We analysed the COMparison Between All immunoTherapies for Multiple Sclerosis (NCT03193866), a Swedish nationwide observational study in relapsing-remitting multiple sclerosis (RRMS), to identify trajectories of processing speed and physical disability after disease-modulating therapy (DMT) start. Using a group-modelling approach, we assessed trajectories of processing speed with oral Symbol Digit Modalities Test (SDMT) and physical disability with Expanded Disability Status Scale, from first DMT start among 1645 patients with RRMS followed during 2011-2022. We investigated predictors of trajectories using group membership as a multinomial outcome and calculated conditional probabilities linking membership across the trajectories. We identified 5 stable trajectories of processing speed: low SDMT scores (mean starting values=29.9; 5.4% of population), low/medium (44.3; 25.3%), medium (52.6; 37.9%), medium/high (63.1; 25.8%) and high (72.4; 5.6%). We identified 3 physical disability trajectories: no disability/stable (0.8; 26.8%), minimal disability/stable (1.6; 58.1%) and moderate disability (3.2; 15.1%), which increased to severe disability. Older patients starting interferons were more likely than younger patients starting rituximab to be on low processing speed trajectories.
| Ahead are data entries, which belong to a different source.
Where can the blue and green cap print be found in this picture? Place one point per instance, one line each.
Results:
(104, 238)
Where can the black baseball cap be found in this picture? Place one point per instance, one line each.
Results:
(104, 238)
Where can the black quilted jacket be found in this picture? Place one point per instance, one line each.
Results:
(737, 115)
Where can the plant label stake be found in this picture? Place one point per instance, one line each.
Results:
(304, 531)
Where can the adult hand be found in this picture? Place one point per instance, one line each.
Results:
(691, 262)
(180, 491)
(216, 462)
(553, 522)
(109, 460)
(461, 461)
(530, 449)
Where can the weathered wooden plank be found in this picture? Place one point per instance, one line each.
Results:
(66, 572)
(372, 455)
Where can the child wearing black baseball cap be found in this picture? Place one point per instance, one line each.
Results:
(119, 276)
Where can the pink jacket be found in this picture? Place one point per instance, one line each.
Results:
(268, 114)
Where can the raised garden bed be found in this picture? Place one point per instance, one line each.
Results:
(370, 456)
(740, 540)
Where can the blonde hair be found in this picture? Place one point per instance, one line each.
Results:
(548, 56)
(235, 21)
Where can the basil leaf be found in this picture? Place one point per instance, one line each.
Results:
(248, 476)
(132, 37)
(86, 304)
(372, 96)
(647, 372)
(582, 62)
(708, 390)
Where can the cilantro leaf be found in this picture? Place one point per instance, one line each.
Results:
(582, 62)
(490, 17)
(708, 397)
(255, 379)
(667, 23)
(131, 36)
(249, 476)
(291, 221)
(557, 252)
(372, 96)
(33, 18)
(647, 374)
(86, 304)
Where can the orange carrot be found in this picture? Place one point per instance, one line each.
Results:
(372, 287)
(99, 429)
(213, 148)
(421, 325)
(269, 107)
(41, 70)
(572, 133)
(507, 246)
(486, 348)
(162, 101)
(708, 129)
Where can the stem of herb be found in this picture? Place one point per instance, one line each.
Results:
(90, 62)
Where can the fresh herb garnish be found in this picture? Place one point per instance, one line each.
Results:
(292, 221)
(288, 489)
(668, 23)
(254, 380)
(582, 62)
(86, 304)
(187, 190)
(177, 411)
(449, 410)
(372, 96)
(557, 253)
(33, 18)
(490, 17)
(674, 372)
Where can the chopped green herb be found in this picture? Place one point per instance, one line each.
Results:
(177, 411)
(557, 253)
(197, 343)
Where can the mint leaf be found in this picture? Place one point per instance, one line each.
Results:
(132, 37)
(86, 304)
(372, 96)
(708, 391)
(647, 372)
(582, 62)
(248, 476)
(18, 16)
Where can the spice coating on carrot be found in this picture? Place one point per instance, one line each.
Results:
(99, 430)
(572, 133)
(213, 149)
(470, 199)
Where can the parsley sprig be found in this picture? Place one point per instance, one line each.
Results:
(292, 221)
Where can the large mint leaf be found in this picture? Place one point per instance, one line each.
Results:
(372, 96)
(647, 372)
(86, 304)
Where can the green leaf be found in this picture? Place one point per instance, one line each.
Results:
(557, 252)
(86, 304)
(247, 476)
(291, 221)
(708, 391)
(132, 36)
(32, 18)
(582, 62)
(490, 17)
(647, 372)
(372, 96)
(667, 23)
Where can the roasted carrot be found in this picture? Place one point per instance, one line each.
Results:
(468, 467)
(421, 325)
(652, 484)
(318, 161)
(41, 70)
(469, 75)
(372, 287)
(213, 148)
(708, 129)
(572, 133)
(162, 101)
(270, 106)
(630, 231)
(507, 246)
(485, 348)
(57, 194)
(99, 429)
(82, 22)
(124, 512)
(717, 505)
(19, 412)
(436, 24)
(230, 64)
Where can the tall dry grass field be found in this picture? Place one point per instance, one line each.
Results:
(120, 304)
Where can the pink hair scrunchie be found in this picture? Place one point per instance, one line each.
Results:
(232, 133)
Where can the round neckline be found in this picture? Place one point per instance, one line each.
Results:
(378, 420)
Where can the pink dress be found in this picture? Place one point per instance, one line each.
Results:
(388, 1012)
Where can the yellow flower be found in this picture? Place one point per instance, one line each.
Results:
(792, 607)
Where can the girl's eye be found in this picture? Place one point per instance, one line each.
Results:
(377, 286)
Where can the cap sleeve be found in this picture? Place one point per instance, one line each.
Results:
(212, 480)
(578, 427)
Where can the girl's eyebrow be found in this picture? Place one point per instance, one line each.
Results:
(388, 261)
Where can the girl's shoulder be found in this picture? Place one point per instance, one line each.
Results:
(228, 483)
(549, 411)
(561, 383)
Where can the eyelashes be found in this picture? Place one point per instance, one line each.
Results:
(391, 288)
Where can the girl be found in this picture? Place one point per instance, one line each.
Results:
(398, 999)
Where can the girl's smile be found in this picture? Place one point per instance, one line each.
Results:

Older patients starting teriflunomide, with more than one comorbidity, and a history of pain treatment were more likely to belong to the moderate/severe physical disability trajectory, relative to the no disability one. There was a strong association between processing speed and physical disability trajectories. In this cohort of actively treated RRMS, patients' processing speed remained stable over the years following DMT start, whereas patients with moderate physical disability deteriorated in physical function. Nevertheless, there was a strong link between processing speed and disability after DMT start.

© Author(s) (or their employer(s)) 2023. Re-use permitted under CC BY. Published by BMJ.

Competing interests: AF-H has received unrestricted funding from Biogen Idec, Pfizer, Orion Pharma and Celltrion, speaking honoraria from Merck and consulting fee from Roche and AstraZeneca. KF has received honoraria for serving on advisory boards for Biogen and Merck KGaA, and speaker’s fees from Biogen, Novartis and Merck KGaA. JH has received honoraria for serving on advisory boards for Biogen, Celgene, Sanofi-Genzyme, Merck KGaA, Novartis and Sandoz, and speaker’s fees from Biogen, Novartis, Merck, KGaA, Teva and Sanofi-Genzyme, and he has served as PI for projects, or received unrestricted research support from, Biogen, Celgene, Merck KGaA, Novartis, Roche and Sanofi-Genzyme. AML-G receives grant support and awards from the Patient Centered Outcomes Research Institute and the National MS Society; she currently serves as a voting member on the California Technology Assessment Forum, a core program of the Institute for Clinical and Economic Review (ICER); she has received sponsored and reimbursed travel from ICER and the National Institutes of Health. PN has received travel support from Bayer Schering Pharma, Merck Serono, Biogen and Genzyme a Sanofi Company, honoraria for lectures and advisory boards from Merck Serono and Genzyme a Sanofi Company, advisory boards for Novartis and Roche, lectures for Biogen and has received unrestricted grants from Biogen. JL has received travel support and/or lecture honoraria from Biogen, Novartis, Merck, Alexion, BMS, Celgene, Janssen and Sanofi Genzyme; has served on scientific advisory boards for Almirall, Teva, Biogen, Novartis, Merck, Roche, Sanofi Genzyme and BMS; serves on the editorial board of the Acta Neurologica Scandinavica; and has received unconditional research grants from Biogen and Novartis, and financial support from Sanofi for an investigator-initiated study. JS has received consultancy fees paid to the institution by Mabion S.A. FP has received research grants from Janssen, Merck KGaA and UCB, and fees for serving as Chair of DMC in clinical trials with Chugai, Lundbeck and Roche, and preparation of witness statement for Novartis. TO has received compensation for advisory boards/lectures and unrestricted MS research grants from Biogen, Merck, Novartis and Sanofi.